Stochastic Analysis of Chemical Reaction Networks with Applications to Epigenetic Cell Memory
Professor Ruth J. Williams
Department of Mathematics
UC San Diego
ABSTRACT
Epigenetic cell memory, the inheritance of gene expression patterns across subsequent cell divisions, is a critical property of multicellular organisms. Simulation studies have shown how stochastic dynamics and timescale differences between establishment and erasure processes in chromatin modifications (such as histone modifications and DNA methylation) can have a critical effect on epigenetic cell memory.
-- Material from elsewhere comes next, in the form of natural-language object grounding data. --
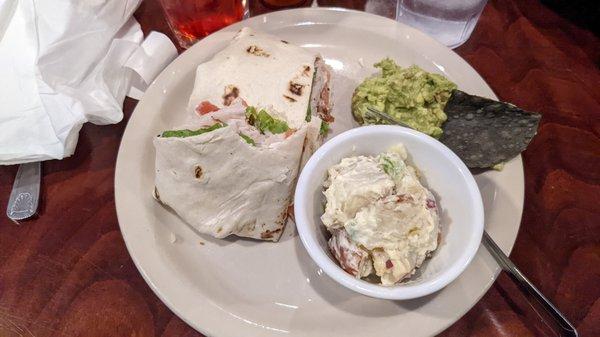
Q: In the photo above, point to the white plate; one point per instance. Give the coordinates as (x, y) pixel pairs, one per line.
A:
(248, 288)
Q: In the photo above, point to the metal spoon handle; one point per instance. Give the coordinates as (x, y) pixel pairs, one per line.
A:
(567, 329)
(23, 201)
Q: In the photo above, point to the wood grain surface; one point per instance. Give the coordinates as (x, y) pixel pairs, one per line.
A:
(67, 273)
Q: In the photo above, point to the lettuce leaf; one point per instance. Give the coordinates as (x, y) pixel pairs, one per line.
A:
(189, 133)
(264, 122)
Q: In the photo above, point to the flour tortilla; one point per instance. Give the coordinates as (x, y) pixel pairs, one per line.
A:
(264, 71)
(221, 185)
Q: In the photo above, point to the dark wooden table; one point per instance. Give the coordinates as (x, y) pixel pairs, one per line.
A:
(68, 273)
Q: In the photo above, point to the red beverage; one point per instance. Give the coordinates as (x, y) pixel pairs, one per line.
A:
(192, 20)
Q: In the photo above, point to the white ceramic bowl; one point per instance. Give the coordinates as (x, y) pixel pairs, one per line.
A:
(461, 208)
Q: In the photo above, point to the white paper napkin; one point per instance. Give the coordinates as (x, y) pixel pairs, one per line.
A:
(67, 62)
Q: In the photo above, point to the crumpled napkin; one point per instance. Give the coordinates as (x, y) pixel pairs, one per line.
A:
(67, 62)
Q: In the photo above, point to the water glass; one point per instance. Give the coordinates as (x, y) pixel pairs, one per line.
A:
(451, 22)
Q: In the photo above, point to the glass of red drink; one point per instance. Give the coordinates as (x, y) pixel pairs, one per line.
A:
(192, 20)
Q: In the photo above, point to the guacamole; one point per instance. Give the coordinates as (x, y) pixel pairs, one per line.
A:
(409, 95)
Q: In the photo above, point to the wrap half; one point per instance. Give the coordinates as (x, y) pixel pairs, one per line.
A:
(231, 179)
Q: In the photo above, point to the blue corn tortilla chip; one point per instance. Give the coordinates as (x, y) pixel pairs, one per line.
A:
(484, 132)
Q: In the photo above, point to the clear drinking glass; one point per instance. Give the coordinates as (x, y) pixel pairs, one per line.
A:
(451, 22)
(192, 20)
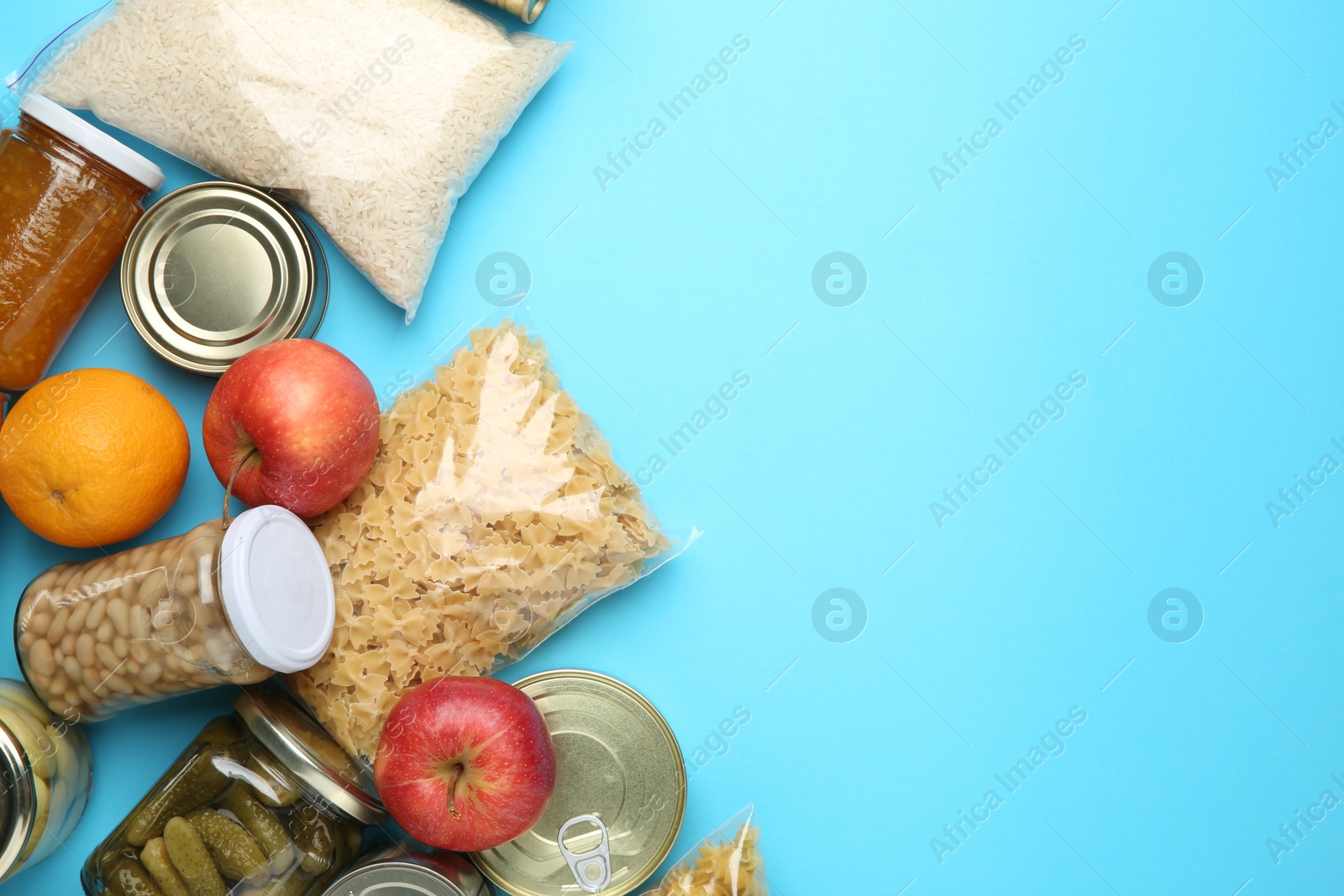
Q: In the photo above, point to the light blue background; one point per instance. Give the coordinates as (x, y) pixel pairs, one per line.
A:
(1030, 265)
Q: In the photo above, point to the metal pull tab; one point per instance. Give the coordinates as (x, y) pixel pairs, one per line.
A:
(591, 869)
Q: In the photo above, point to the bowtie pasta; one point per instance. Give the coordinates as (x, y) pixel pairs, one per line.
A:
(494, 515)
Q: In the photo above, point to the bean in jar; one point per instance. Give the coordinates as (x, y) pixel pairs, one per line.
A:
(45, 770)
(207, 607)
(261, 802)
(69, 199)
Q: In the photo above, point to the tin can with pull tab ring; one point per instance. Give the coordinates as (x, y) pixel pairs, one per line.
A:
(620, 770)
(593, 869)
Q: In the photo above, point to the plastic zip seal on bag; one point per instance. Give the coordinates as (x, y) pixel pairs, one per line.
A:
(374, 116)
(727, 862)
(492, 516)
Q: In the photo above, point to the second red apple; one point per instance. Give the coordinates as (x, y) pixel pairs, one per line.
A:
(299, 423)
(465, 763)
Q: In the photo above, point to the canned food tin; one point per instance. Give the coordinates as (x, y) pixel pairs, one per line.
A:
(393, 871)
(524, 9)
(215, 269)
(620, 793)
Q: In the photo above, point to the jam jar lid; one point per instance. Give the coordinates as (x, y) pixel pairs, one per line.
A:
(308, 752)
(112, 150)
(18, 801)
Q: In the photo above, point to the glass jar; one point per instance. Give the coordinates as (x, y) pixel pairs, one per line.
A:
(407, 868)
(69, 197)
(45, 770)
(212, 606)
(261, 802)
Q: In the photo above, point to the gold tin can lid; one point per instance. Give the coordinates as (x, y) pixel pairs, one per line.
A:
(213, 270)
(18, 801)
(524, 9)
(618, 763)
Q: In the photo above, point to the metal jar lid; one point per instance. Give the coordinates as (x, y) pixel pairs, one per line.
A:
(394, 872)
(620, 788)
(308, 752)
(213, 270)
(18, 801)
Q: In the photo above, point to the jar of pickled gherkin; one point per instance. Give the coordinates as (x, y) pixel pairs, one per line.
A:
(262, 802)
(45, 774)
(223, 604)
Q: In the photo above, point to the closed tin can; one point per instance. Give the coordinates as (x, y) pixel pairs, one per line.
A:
(215, 269)
(618, 799)
(524, 9)
(413, 871)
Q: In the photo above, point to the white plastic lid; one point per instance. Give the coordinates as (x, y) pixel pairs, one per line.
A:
(277, 589)
(118, 155)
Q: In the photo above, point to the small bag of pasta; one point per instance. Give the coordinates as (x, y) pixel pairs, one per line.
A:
(727, 862)
(492, 516)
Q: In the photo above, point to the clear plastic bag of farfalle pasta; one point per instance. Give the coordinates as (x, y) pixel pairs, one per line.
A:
(492, 516)
(727, 862)
(374, 116)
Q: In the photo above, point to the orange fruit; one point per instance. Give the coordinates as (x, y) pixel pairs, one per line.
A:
(92, 457)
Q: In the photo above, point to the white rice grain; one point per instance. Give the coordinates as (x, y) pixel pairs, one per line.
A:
(304, 97)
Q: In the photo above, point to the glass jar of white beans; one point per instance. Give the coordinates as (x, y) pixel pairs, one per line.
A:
(217, 605)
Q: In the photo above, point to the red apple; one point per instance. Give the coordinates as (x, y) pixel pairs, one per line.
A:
(309, 414)
(465, 763)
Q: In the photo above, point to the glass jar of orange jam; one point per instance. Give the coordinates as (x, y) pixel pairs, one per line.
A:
(69, 196)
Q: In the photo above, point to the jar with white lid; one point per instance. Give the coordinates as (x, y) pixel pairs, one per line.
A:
(45, 777)
(71, 195)
(222, 604)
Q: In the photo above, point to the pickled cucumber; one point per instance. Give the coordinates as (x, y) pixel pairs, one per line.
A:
(273, 789)
(293, 886)
(192, 859)
(129, 878)
(198, 782)
(262, 825)
(155, 859)
(234, 851)
(315, 839)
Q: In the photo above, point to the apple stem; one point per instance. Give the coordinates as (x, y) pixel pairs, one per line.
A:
(452, 789)
(228, 490)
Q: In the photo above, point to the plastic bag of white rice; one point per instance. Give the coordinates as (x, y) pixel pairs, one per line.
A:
(374, 116)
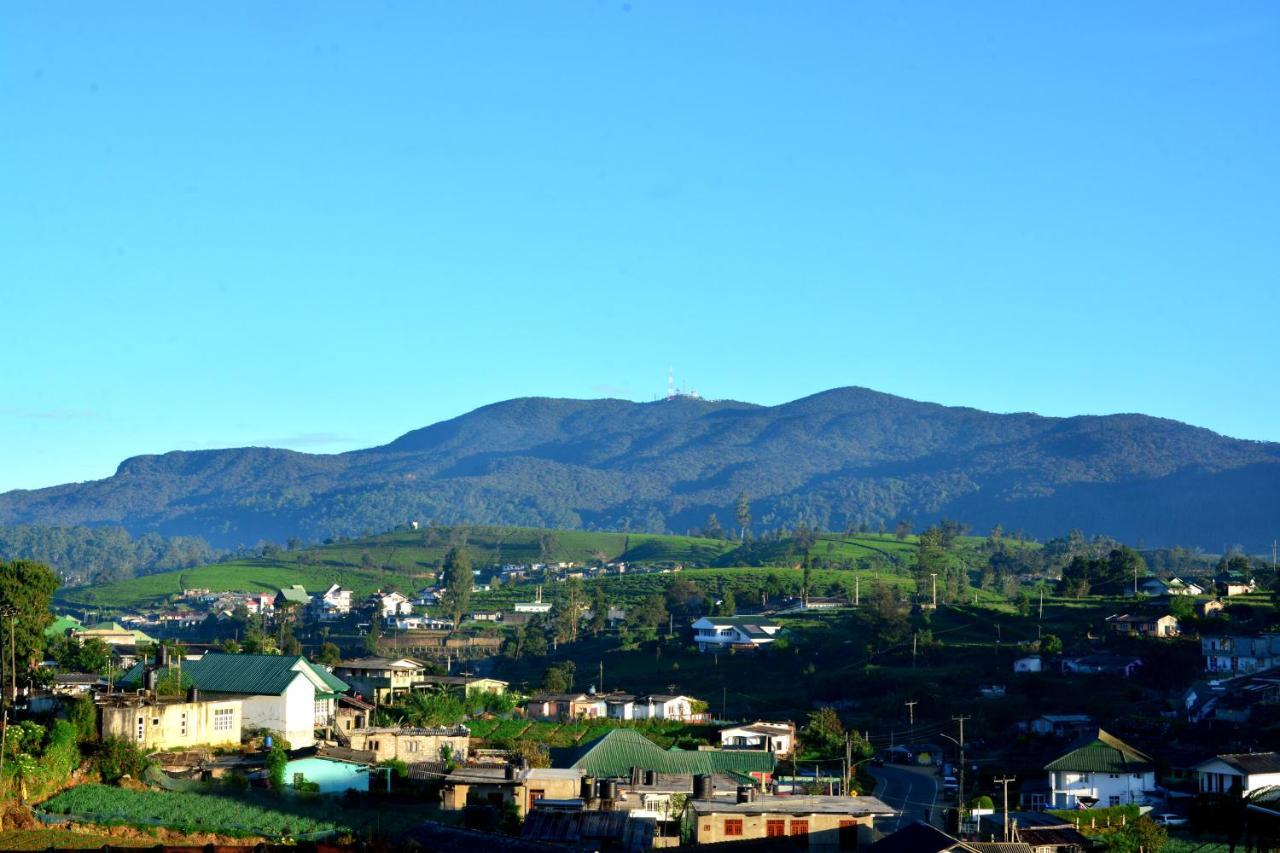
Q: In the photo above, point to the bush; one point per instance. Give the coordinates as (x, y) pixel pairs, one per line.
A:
(119, 757)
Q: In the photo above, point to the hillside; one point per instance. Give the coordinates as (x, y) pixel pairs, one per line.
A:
(846, 457)
(402, 560)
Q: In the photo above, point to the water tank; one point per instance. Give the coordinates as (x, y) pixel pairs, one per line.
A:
(703, 788)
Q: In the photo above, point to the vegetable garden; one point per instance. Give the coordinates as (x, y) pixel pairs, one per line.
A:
(182, 812)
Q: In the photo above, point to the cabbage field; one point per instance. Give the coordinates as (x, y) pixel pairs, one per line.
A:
(182, 812)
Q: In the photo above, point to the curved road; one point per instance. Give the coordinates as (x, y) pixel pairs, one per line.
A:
(910, 790)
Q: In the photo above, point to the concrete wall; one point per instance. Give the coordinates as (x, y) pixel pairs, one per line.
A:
(173, 724)
(823, 830)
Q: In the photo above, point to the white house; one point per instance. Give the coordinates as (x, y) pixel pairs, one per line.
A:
(773, 737)
(721, 633)
(288, 696)
(1249, 770)
(391, 605)
(332, 603)
(1104, 771)
(1031, 664)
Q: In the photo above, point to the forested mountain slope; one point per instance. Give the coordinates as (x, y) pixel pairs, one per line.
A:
(840, 459)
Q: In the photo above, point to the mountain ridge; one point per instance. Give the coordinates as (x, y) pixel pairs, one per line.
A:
(842, 457)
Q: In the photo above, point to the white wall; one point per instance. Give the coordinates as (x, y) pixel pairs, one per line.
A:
(291, 714)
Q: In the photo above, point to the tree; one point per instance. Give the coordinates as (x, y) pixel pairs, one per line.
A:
(371, 638)
(329, 653)
(558, 678)
(824, 733)
(599, 610)
(26, 592)
(743, 515)
(457, 584)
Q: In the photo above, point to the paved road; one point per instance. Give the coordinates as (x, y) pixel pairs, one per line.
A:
(909, 790)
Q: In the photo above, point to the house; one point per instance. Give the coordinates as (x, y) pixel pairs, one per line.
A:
(333, 603)
(279, 693)
(1101, 770)
(659, 706)
(722, 633)
(1133, 625)
(410, 744)
(620, 752)
(772, 737)
(1240, 655)
(1120, 665)
(1239, 774)
(565, 706)
(507, 785)
(292, 597)
(112, 634)
(535, 606)
(467, 683)
(391, 605)
(827, 822)
(1061, 725)
(382, 679)
(574, 826)
(155, 724)
(1210, 607)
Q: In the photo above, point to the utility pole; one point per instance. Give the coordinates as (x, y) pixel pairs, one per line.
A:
(960, 783)
(1005, 781)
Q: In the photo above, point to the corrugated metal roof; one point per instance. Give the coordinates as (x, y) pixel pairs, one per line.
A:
(1104, 753)
(621, 749)
(245, 674)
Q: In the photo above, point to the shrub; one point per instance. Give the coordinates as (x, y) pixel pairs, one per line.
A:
(118, 757)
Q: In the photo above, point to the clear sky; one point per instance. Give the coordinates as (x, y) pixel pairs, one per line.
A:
(319, 226)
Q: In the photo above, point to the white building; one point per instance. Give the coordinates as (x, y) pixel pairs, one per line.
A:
(332, 603)
(772, 737)
(288, 696)
(1105, 771)
(721, 633)
(391, 605)
(1251, 771)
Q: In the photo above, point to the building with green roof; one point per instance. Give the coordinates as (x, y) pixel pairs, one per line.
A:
(620, 751)
(1100, 770)
(286, 694)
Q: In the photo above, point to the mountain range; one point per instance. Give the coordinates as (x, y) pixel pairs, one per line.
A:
(848, 457)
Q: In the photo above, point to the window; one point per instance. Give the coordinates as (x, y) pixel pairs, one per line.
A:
(224, 719)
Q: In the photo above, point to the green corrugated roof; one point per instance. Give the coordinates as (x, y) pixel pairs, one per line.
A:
(247, 674)
(295, 594)
(1104, 753)
(621, 749)
(60, 625)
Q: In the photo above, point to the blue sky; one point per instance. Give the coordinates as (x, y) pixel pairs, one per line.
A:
(320, 226)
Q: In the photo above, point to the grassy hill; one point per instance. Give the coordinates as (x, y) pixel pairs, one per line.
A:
(402, 560)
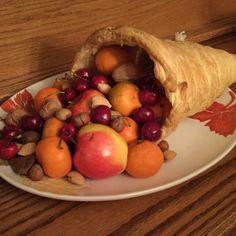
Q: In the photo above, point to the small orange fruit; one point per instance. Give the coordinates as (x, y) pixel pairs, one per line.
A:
(54, 156)
(44, 95)
(124, 98)
(144, 159)
(110, 57)
(130, 131)
(52, 127)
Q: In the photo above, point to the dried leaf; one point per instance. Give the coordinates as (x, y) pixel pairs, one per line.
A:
(221, 118)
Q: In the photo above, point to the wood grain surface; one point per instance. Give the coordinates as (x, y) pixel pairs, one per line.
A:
(40, 38)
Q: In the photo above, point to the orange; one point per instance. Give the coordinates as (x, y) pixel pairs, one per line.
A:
(54, 156)
(144, 159)
(130, 131)
(108, 58)
(52, 127)
(44, 95)
(124, 98)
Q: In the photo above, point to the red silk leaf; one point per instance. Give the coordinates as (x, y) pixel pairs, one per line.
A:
(221, 118)
(23, 100)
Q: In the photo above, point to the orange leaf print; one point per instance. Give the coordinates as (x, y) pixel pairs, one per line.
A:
(220, 118)
(23, 100)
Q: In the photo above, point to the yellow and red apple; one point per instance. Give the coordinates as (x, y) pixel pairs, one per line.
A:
(100, 152)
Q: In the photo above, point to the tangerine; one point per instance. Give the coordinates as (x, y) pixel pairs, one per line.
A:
(54, 156)
(110, 57)
(44, 95)
(130, 132)
(52, 127)
(144, 159)
(124, 98)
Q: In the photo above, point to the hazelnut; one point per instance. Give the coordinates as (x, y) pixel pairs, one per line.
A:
(14, 117)
(36, 172)
(81, 119)
(118, 124)
(104, 88)
(164, 145)
(63, 114)
(27, 149)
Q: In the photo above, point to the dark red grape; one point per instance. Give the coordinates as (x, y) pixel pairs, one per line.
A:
(85, 73)
(68, 132)
(70, 94)
(148, 97)
(151, 130)
(32, 122)
(10, 132)
(8, 149)
(101, 114)
(81, 85)
(99, 79)
(143, 114)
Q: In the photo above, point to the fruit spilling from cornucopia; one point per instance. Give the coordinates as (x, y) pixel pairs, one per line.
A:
(95, 123)
(126, 92)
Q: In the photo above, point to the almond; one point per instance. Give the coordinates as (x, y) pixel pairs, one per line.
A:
(104, 88)
(169, 155)
(115, 114)
(49, 108)
(76, 178)
(125, 72)
(99, 100)
(27, 149)
(63, 114)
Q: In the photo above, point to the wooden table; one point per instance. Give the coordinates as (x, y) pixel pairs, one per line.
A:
(40, 38)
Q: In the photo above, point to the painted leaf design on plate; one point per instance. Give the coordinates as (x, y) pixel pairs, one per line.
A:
(220, 118)
(23, 100)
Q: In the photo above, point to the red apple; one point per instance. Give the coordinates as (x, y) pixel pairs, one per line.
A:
(100, 152)
(82, 102)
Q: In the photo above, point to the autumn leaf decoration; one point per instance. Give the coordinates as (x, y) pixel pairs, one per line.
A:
(220, 118)
(23, 100)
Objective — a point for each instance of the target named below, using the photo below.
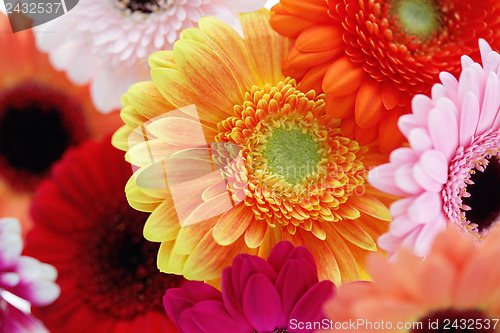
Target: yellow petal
(267, 48)
(232, 224)
(371, 206)
(163, 224)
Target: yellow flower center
(417, 17)
(297, 168)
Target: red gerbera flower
(372, 56)
(86, 229)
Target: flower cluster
(312, 165)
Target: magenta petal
(262, 304)
(295, 279)
(253, 265)
(177, 300)
(212, 317)
(310, 307)
(232, 301)
(280, 254)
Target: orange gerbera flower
(276, 168)
(41, 114)
(455, 289)
(371, 56)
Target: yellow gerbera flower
(289, 173)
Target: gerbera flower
(450, 172)
(292, 175)
(41, 115)
(280, 295)
(455, 289)
(86, 229)
(111, 40)
(23, 277)
(371, 57)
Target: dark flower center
(145, 6)
(37, 125)
(455, 321)
(118, 266)
(484, 199)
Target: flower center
(484, 199)
(144, 6)
(296, 169)
(118, 266)
(455, 321)
(471, 194)
(37, 125)
(292, 153)
(417, 17)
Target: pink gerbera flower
(280, 295)
(451, 171)
(22, 278)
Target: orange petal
(365, 136)
(313, 79)
(343, 78)
(162, 225)
(356, 235)
(287, 24)
(371, 206)
(189, 236)
(390, 94)
(256, 231)
(319, 38)
(390, 137)
(232, 224)
(340, 107)
(369, 108)
(314, 10)
(266, 47)
(345, 259)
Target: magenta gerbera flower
(451, 171)
(280, 295)
(23, 278)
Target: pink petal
(279, 254)
(310, 307)
(212, 317)
(443, 127)
(404, 180)
(425, 207)
(469, 117)
(424, 180)
(421, 105)
(262, 303)
(491, 104)
(435, 165)
(296, 277)
(450, 84)
(383, 179)
(420, 140)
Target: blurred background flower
(107, 43)
(257, 296)
(84, 226)
(41, 115)
(371, 57)
(22, 277)
(457, 282)
(450, 172)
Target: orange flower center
(296, 167)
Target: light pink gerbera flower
(22, 277)
(108, 42)
(451, 171)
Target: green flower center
(292, 153)
(417, 17)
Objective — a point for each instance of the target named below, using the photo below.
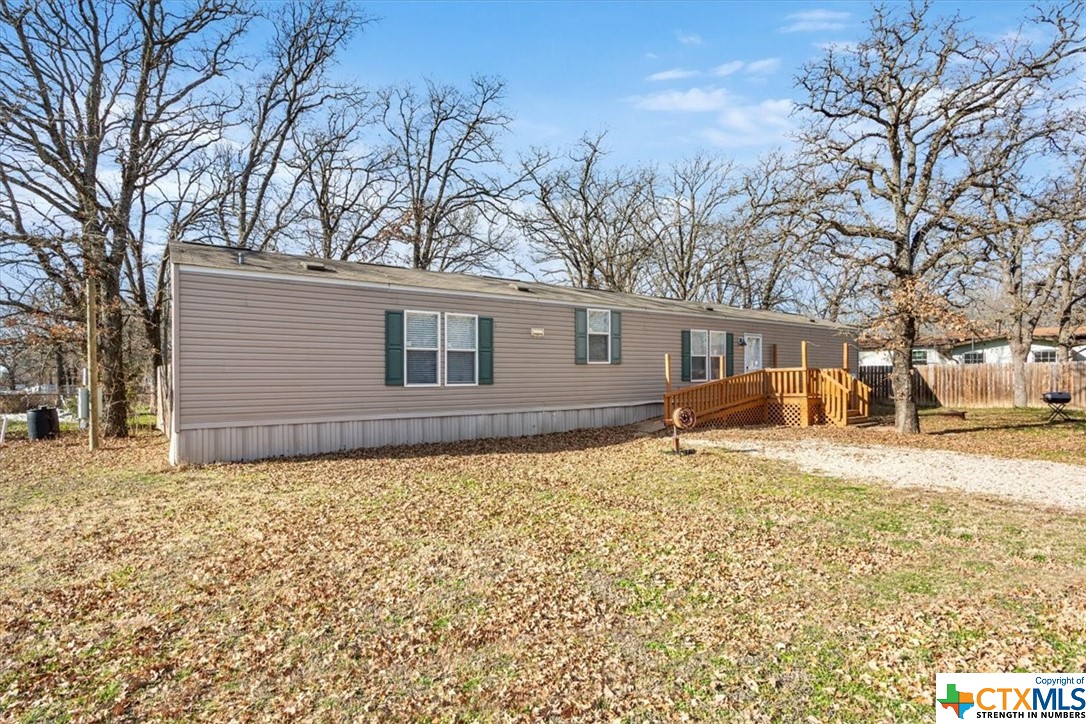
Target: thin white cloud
(673, 74)
(765, 66)
(752, 124)
(811, 21)
(728, 68)
(694, 100)
(837, 46)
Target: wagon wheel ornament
(683, 418)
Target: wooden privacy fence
(982, 385)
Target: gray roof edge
(225, 257)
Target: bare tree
(348, 188)
(591, 220)
(1023, 258)
(900, 128)
(1068, 199)
(456, 186)
(686, 229)
(255, 193)
(767, 237)
(97, 101)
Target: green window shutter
(616, 338)
(685, 355)
(729, 354)
(485, 351)
(394, 348)
(581, 335)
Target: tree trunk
(906, 417)
(114, 383)
(1020, 352)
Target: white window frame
(475, 350)
(437, 351)
(693, 356)
(589, 333)
(710, 366)
(1053, 353)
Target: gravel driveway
(1056, 484)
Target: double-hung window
(598, 337)
(718, 351)
(462, 348)
(421, 344)
(698, 355)
(704, 353)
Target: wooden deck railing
(834, 395)
(715, 396)
(838, 391)
(859, 393)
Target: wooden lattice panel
(755, 416)
(783, 414)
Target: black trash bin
(42, 423)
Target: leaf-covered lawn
(1008, 433)
(585, 574)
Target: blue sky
(664, 78)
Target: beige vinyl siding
(253, 351)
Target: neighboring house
(282, 355)
(992, 348)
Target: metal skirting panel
(268, 441)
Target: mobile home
(275, 355)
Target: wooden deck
(792, 396)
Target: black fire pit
(1056, 402)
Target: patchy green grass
(580, 575)
(1008, 433)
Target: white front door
(752, 353)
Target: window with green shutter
(394, 348)
(597, 337)
(485, 351)
(702, 352)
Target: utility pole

In this talk, we describe a mathematical framework to rigorously validate and extend beyond these computational findings. Viewing our stochastic model of a chromatin modification circuit as a singularly perturbed, finite state, continuous time Markov chain, we extend beyond existing theory in order to characterize the leading coefficients in the series expansions of stationary distributions and mean first passage times. In particular, we characterize the limiting stationary distribution in terms of a reduced Markov chain, provide an algorithm to determine the orders of the poles of mean first passage times, and describe a comparison theorem which can be used to explore how changing erasure rates affects system behavior. These theoretical tools not only allow us to set a rigorous mathematical basis for the computational findings of prior work, highlighting the effect of chromatin modification dynamics on epigenetic cell memory, but they can also be applied to other singularly perturbed Markov chains especially those associated with chemical reaction networks.
Based on joint work with Simone Bruno, Felipe Campos, Yi Fu and Domitilla Del Vecchio.